If one’s preference is for democracy and efficiency over obstructionism and petty partisanship, Steven’s proposal has a certain appeal. If your inclination is for very limited governance and extreme deference to the rights of the minority, not so much.
My longstanding position — likely developed during the Clinton administration but maintained through the Republican administration of George W. Bush and the return of Democratic governance under Barack Obama — has been that the filibuster and similar extra-constitutional supermajority requirements should be reserved for truly game-changing legislation.
Presidents should get extreme deference on nominations for executive office and other non-lifetime appointments because the Senate’s role is merely supervisory — to ensure that those chosen are qualified to serve. For judgeships and other lifetime or very-long-term appointments (say, the FBI Director) Senators should take a more active role but, at the end of the day, the nominees should get an up-or-down straight majority vote. (Although I’m fine with the informal ability of Senators from a state that a federal district or appeals court judge would have jurisdiction over to have an effective veto, since it’s in keeping with the Senate’s historical role as representing states, not just people.)
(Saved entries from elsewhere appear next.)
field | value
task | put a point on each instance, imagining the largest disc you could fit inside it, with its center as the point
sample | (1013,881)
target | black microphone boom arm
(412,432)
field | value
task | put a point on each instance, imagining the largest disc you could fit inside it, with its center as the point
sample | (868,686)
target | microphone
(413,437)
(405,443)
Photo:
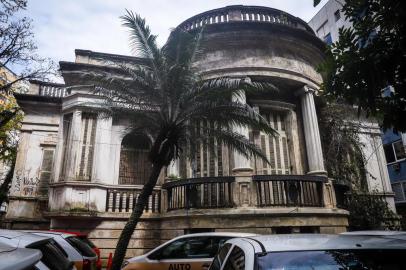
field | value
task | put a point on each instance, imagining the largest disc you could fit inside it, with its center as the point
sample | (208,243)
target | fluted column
(311,132)
(241,163)
(103,160)
(72,150)
(173,168)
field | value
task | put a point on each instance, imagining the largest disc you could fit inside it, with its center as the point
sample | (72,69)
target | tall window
(88,133)
(46,169)
(394,152)
(337,15)
(135,166)
(275,148)
(208,160)
(67,124)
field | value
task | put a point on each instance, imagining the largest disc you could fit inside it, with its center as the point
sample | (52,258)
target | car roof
(375,233)
(5,248)
(401,235)
(19,238)
(224,234)
(303,242)
(13,258)
(52,233)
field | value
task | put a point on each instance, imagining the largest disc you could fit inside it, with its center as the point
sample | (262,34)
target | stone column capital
(305,90)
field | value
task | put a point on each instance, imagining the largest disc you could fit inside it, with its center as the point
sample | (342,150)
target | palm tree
(167,100)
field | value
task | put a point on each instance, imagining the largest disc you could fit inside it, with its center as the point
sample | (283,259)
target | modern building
(326,24)
(77,170)
(328,20)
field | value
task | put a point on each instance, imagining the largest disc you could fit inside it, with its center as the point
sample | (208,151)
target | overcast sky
(61,26)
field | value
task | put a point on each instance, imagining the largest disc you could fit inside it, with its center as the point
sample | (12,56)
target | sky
(61,26)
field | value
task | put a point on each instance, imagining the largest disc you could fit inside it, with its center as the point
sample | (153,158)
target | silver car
(311,251)
(12,258)
(53,257)
(79,252)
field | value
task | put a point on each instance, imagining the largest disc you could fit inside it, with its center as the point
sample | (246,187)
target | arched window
(135,167)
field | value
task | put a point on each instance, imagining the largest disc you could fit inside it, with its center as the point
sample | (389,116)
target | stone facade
(77,170)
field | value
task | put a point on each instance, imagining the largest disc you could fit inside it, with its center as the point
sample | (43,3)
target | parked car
(12,258)
(311,251)
(86,239)
(401,235)
(187,252)
(53,256)
(79,252)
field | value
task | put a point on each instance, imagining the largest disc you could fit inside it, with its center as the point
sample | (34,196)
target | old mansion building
(79,170)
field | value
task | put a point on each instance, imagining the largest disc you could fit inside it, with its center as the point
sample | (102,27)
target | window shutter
(45,173)
(87,149)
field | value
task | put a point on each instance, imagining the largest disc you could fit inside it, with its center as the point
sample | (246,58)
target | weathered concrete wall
(38,133)
(260,50)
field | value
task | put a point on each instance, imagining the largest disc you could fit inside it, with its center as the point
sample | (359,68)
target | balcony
(399,188)
(289,190)
(247,14)
(199,193)
(250,193)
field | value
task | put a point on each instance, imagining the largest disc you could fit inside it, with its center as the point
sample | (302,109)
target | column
(173,169)
(241,163)
(72,151)
(103,160)
(311,132)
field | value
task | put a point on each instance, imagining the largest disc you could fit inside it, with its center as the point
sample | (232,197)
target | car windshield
(333,260)
(81,246)
(87,241)
(52,255)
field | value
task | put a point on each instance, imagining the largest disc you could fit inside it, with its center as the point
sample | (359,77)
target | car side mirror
(156,256)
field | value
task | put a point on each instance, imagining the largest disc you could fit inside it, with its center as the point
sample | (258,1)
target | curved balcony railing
(124,200)
(203,193)
(244,14)
(289,190)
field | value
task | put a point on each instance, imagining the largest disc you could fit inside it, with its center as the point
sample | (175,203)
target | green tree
(167,100)
(10,122)
(340,130)
(368,58)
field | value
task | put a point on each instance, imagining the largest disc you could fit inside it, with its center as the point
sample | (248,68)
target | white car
(401,235)
(186,252)
(53,256)
(311,252)
(79,252)
(12,258)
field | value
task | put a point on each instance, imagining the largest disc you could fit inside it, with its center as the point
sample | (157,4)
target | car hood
(141,258)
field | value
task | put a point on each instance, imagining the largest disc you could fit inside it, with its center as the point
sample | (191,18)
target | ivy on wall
(344,159)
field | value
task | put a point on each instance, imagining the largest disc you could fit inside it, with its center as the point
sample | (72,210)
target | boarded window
(209,160)
(135,166)
(88,133)
(275,148)
(46,169)
(67,124)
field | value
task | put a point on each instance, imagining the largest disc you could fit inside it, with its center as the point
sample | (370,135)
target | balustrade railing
(289,190)
(124,200)
(205,192)
(244,13)
(51,90)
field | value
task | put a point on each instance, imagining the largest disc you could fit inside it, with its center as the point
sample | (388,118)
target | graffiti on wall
(24,184)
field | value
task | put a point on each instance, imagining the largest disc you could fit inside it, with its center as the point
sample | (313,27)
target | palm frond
(142,41)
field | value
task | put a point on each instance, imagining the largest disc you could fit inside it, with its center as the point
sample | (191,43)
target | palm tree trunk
(5,186)
(132,222)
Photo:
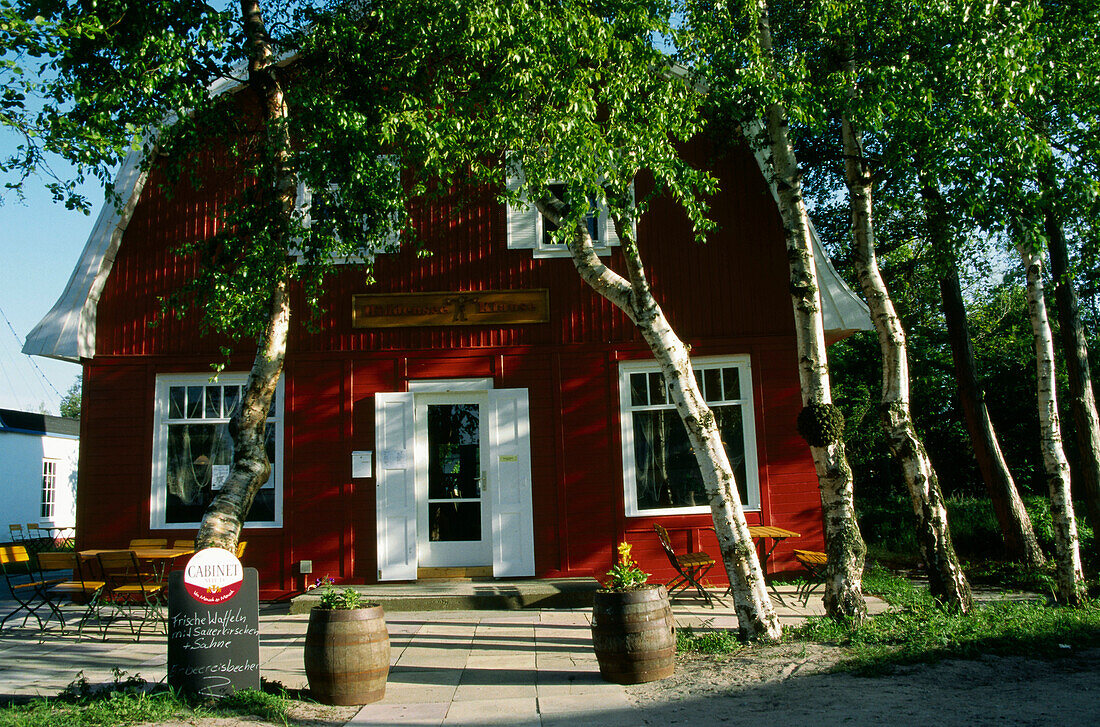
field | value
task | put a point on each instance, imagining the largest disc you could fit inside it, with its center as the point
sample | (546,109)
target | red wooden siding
(725,297)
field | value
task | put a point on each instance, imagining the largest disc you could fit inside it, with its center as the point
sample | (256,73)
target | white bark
(1066,546)
(946,579)
(756,616)
(224,517)
(844,597)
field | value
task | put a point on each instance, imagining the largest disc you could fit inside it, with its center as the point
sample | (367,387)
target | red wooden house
(477,408)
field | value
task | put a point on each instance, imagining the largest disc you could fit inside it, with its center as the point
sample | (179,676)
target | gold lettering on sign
(451,308)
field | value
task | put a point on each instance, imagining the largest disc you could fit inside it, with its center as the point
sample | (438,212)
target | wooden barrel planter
(347,654)
(634,635)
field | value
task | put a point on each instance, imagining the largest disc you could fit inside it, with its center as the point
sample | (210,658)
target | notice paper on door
(394,459)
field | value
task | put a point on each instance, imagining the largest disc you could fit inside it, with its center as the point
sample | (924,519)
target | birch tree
(1067,555)
(732,46)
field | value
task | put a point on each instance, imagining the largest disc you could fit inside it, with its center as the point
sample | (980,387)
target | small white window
(660,474)
(312,209)
(193,450)
(48,488)
(528,230)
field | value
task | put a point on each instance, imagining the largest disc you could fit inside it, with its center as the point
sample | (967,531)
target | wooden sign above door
(450,308)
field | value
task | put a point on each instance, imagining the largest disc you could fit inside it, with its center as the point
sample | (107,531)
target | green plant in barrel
(631,625)
(347,647)
(626,575)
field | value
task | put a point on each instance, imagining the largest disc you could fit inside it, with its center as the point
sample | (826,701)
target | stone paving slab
(448,669)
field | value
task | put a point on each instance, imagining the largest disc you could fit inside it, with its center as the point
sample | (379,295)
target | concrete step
(469,594)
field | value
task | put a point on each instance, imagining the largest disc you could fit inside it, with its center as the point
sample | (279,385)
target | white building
(37,469)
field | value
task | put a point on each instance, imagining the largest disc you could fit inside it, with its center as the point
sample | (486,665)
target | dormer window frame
(526,227)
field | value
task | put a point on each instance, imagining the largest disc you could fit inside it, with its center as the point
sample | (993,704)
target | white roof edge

As a practical matter, though, it’s nearly impossible to enforce these rules. Once a precedent of politicizing a nomination is established, it naturally gets cited the next time the partisan shoe is on the other foot. And the arguments of conservative Republicans as to unfitness would have to be extraordinarily good, indeed, to sway enough of the 59 Democratic Senators to vote against the nominee of a Democratic president.
The modern era of party discipline is such that we may be past the time where persuasion is even possible.